Peggy suspirou, cansada. Bel tinha sua própria maneira de ver as coisas e não adiantava discutir com a amiga sabendo-se do quão teimosa era.

–Certo, mas enquanto você estava lá, visitando David, sua mãe ligou.

–Minha mãe? – surpreendeu-se Bel, instintivamente colocando a mão no bolso em levava seu celular. – O que é que ela queria? Meu celular acabou a bateria...

–Ela está muito preocupada com você, eu acho melhor retornar a ligação.

Bel olhou para Peggy com medo. A amiga havia conhecido seus pais quando esteve nos Estados Unidos e sabia o quanto eles eram superprotetores. Será que o motivo de tanta preocupação tinha alguma relação com David?

–Ela não disse sobre o que se tratava?

–Peggy negou com a cabeça.

–É melhor ligar logo – aconselhou ela.

Ela não precisou falar duas vezes. Bel pegou o telefone e discou os números devagar. Prendeu a respiração e esperou a ligação completar. Porém, o aparelho mal tinha tocado duas vezes quando uma voz feminina e estridente se fez ouvir.

–Oi mãe, Peggy me disse que você tinha ligado... – começou ela, olhando para a amiga à sua frente.

Peggy, por sua vez, sentou-se ao sofá, acariciando sua barriga enquanto observava a conversa de Bel. As expressões que ela fazia enquanto ouvia a mãe não eram nada boas. A garota ficou parada apenas ouvindo, e quando tentava protestar ou explicar algo, era cortada pela pessoa do outro lado da linha.

–Mas mãe, isso é um absurdo, as coisas não são bem assim...

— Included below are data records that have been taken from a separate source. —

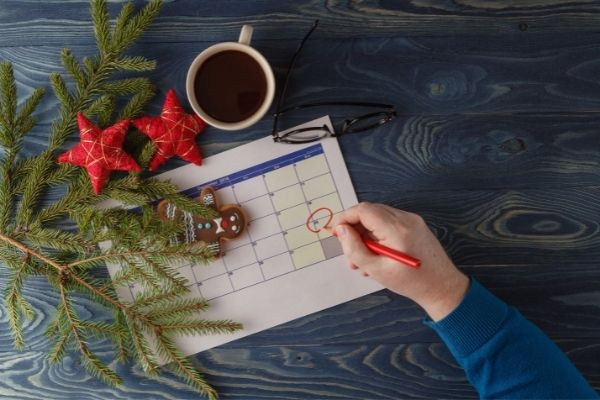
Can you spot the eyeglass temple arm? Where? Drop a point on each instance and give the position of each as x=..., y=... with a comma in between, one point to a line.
x=287, y=74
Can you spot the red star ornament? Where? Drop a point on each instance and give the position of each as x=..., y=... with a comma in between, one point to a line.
x=100, y=151
x=173, y=132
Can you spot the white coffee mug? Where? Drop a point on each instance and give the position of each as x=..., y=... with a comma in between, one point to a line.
x=243, y=45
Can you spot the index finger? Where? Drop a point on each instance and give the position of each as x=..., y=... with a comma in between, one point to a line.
x=371, y=216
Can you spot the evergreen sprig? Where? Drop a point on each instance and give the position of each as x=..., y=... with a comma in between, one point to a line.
x=59, y=240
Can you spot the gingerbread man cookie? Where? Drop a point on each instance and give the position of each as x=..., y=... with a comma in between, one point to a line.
x=229, y=224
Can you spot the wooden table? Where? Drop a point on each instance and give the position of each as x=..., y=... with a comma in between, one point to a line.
x=496, y=145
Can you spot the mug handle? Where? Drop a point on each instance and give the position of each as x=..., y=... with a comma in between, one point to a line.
x=246, y=35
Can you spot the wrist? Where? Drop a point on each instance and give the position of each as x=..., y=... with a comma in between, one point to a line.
x=446, y=296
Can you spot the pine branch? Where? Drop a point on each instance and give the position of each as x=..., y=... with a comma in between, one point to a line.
x=178, y=307
x=89, y=360
x=100, y=16
x=134, y=64
x=16, y=304
x=182, y=366
x=32, y=244
x=181, y=326
x=142, y=348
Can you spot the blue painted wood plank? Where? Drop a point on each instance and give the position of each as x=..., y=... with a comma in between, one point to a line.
x=66, y=22
x=433, y=76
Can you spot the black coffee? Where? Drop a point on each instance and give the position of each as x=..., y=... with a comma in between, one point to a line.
x=230, y=86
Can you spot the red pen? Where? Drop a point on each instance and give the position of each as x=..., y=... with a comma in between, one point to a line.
x=380, y=249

Outro corte. Bel agora segurava o fio do telefone com força, quase o arrancando do aparelho.

–Vocês não podem fazer isso, é a minha vida! – dizia ela, totalmente revoltada.

Quando finalmente terminou, bateu com o fone no gancho de forma violenta. Suas mãos tremiam de raiva e ela teve que sentar para tentar se recompor.

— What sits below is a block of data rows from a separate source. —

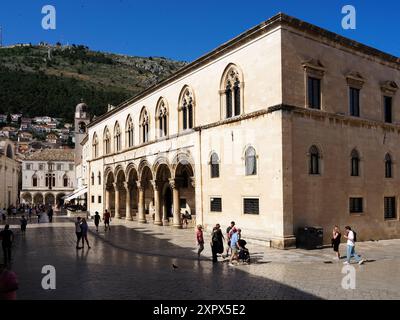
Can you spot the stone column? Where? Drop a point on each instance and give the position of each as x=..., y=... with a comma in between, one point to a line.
x=107, y=200
x=128, y=215
x=141, y=209
x=117, y=214
x=157, y=209
x=175, y=198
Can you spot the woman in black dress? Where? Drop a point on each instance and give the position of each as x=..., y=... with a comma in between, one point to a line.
x=336, y=235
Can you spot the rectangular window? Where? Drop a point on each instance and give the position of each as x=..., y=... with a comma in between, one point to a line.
x=251, y=206
x=314, y=93
x=356, y=205
x=354, y=102
x=390, y=208
x=182, y=203
x=388, y=109
x=216, y=204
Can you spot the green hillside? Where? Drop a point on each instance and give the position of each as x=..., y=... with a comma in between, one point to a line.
x=51, y=80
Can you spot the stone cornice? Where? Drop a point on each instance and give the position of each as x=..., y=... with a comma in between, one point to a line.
x=328, y=115
x=278, y=20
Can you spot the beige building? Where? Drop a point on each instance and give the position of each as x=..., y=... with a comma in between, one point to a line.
x=48, y=176
x=9, y=173
x=285, y=126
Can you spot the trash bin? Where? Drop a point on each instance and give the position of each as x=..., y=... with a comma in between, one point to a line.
x=310, y=238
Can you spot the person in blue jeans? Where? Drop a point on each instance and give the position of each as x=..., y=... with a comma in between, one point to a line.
x=351, y=252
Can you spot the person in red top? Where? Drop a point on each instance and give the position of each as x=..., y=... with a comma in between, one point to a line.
x=8, y=284
x=107, y=220
x=200, y=239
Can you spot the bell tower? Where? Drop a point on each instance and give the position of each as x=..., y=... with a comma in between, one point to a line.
x=82, y=119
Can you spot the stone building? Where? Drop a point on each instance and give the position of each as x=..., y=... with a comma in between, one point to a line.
x=48, y=176
x=285, y=126
x=9, y=173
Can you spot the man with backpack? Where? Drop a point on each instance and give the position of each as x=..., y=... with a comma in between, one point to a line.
x=351, y=237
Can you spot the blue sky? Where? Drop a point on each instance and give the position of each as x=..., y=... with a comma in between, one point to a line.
x=185, y=30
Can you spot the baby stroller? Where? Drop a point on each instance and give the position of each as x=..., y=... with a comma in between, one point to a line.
x=244, y=254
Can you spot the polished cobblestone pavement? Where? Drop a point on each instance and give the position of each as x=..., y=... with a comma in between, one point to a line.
x=134, y=261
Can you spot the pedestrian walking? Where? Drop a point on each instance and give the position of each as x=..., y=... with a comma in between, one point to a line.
x=84, y=230
x=24, y=222
x=7, y=238
x=107, y=220
x=228, y=237
x=217, y=242
x=336, y=236
x=97, y=220
x=234, y=245
x=200, y=240
x=351, y=244
x=8, y=284
x=78, y=232
x=50, y=214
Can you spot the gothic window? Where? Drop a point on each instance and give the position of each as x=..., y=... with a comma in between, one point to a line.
x=65, y=180
x=214, y=165
x=107, y=141
x=355, y=163
x=117, y=137
x=95, y=146
x=144, y=126
x=162, y=119
x=186, y=109
x=231, y=90
x=388, y=166
x=314, y=166
x=251, y=161
x=129, y=132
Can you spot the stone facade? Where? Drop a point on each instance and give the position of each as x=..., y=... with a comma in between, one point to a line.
x=228, y=137
x=48, y=176
x=9, y=173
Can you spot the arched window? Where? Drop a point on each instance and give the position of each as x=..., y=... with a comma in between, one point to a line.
x=251, y=161
x=162, y=119
x=355, y=163
x=34, y=180
x=65, y=180
x=95, y=146
x=144, y=125
x=186, y=109
x=231, y=89
x=214, y=165
x=129, y=132
x=107, y=141
x=314, y=167
x=388, y=166
x=117, y=137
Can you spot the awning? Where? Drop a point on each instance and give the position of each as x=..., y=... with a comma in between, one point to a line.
x=75, y=194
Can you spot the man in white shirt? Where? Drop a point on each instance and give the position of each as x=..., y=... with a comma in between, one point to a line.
x=351, y=247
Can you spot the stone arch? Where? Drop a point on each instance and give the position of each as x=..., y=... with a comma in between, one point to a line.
x=38, y=198
x=27, y=197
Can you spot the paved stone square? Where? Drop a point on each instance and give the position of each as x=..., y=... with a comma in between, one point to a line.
x=134, y=261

–E então, o que foi isso? – quis saber Peggy.

–O que foi isso? – retrucou Bel, enfurecida. – Foi que eles enlouqueceram! Ficaram sabendo da prisão do David e me proibiram de falar com ele novamente. Disseram que não querem me ver envolvida com um bandido e que estão vindo pra cá para me levar embora de qualquer jeito.

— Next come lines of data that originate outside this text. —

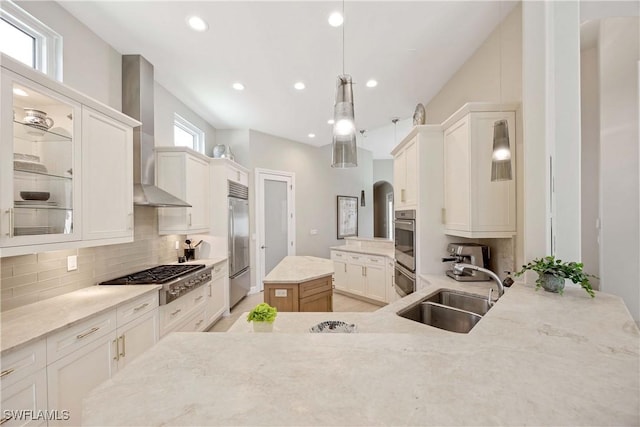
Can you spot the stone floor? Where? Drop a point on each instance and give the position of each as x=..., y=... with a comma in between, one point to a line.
x=340, y=303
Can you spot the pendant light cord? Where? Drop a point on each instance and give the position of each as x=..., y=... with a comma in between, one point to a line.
x=343, y=25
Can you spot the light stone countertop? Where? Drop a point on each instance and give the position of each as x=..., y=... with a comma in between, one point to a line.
x=296, y=269
x=28, y=323
x=536, y=358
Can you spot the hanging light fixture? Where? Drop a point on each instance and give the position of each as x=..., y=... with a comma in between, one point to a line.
x=344, y=153
x=501, y=156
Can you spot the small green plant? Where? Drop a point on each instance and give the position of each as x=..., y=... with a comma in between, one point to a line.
x=262, y=312
x=565, y=270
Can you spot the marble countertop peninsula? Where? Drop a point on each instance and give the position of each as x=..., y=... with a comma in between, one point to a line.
x=535, y=359
x=296, y=269
x=26, y=324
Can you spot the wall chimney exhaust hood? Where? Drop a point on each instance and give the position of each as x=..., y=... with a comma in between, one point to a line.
x=137, y=102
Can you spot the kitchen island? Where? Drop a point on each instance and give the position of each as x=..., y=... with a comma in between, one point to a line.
x=535, y=359
x=300, y=283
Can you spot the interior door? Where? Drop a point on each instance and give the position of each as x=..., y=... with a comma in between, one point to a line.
x=275, y=219
x=276, y=240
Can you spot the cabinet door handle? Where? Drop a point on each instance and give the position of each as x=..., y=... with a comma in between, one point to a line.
x=122, y=354
x=10, y=213
x=117, y=343
x=86, y=334
x=140, y=307
x=6, y=372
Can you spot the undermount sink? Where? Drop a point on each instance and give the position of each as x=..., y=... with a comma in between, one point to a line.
x=449, y=310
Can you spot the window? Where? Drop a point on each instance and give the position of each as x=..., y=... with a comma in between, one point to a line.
x=186, y=134
x=28, y=40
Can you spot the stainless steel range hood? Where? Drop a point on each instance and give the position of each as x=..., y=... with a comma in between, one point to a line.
x=137, y=102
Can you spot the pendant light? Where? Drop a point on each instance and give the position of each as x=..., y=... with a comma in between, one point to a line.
x=344, y=153
x=501, y=156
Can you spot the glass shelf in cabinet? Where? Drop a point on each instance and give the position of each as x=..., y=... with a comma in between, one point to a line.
x=32, y=133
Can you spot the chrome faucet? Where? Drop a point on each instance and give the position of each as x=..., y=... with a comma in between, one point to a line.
x=458, y=268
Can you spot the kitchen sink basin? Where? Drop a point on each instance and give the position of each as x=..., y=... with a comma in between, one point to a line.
x=473, y=303
x=449, y=310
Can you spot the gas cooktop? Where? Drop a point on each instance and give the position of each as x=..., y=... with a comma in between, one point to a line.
x=156, y=275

–O que? Te levar embora? Tudo bem que eu também tenha minhas reservas quanto a David, mas daí a te levar embora e prejudicar sua educação? Eles não pensam no seu futuro?

–Pois é, foi o que eu disse! – desesperou-se Bel. – Mas eles estão irredutíveis. Decerto preferem que eu passe o resto dos dias trancada dentro de casa a correr os perigos da vida.

–Eles não podem fazer isso – revoltou-se Peggy.

–Eles podem sim, eu sou menor de idade. Podem fazer tudo o que quiserem e eu terei que obedecê-los cegamente!

–Acalme-se, Bel – tentou consolá-la Peggy. – Deve haver algum jeito para reverter essa situação.

–Que jeito? Não tem jeito...

–Vamos pensar em alguma coisa, está bem? Eles não podem simplesmente te levar assim.

–Certo... – tornou Bel, desconsolada.

Apesar da boa vontade da amiga, sabia que não havia nada que pudesse ser feito para convencer seus pais a mudarem de ideia. Estava perdida, voltaria para os Estados Unidos e perderia David para sempre. Ao pensar nele, sentia um aperto no coração. Logo agora que eles haviam se acertado. Logo agora que ela lhe prometera esperar por ele pelo tempo que fosse. Bel não queria nem pensar no que David faria quando soubesse que ela não iria cumprir a sua promessa.